面向终端集成供能系统的多元可控负荷规模化互补协同方法

Integrated energy system (IES), which is highly efficient when operates in the optimized conditions, is the new trend to improve the utility efficiency of energy and consumption capacity of renewable energy. Based on data mining methods and interdependent network theory, this project aims to conduct the research on building and optimizing the generalized multiple controllable load (GMCL) which considers the controllable characteristics, time-varying characteristics and exchange characteristics as an integrated part among the electricity, gas and heat loads.
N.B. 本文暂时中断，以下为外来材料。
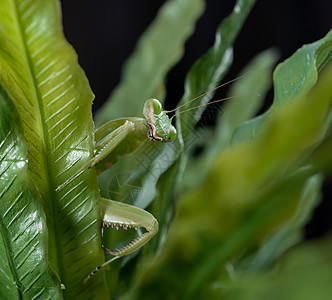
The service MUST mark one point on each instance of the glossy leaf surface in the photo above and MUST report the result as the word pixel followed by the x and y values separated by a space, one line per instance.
pixel 24 272
pixel 295 76
pixel 39 70
pixel 248 194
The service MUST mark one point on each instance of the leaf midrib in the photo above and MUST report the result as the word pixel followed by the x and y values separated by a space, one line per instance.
pixel 44 137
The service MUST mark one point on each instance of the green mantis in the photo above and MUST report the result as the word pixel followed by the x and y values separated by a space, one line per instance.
pixel 124 136
pixel 120 137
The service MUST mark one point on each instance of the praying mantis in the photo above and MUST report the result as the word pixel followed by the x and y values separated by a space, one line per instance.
pixel 123 136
The research contents of this project include three sections: 1 To ensure the precise configuration of adjustable capability, this section aims to analyze the control characteristics and dynamic response characteristics of generalized multiple controllable load chain (GMCL). Then, the dynamic search method of generalized multiple controllable load chain (GMCL) under multi-timescale is proposed. 2 Based on the deeply analysis of the interdependency relationships among power grid, gas network, heat pipe network and communication networks, this project aims to build the energy-communication coupled networks model with interdependent networks theory and design communication connected GMCL to simulate the realistic scenario. 3 Within the ranges of municipal or rural integrated energy system (IES),this section aims to propose the coordinated optimization model and algorithm considering the complex coupled constraints of electricity, gas and heat systems. The above research can improve the utility efficiency of energy and consumption capacity of renewable energy. Furthermore, it can provide theoretical guidance and technical support on the improvement of the energy reform and refined operation.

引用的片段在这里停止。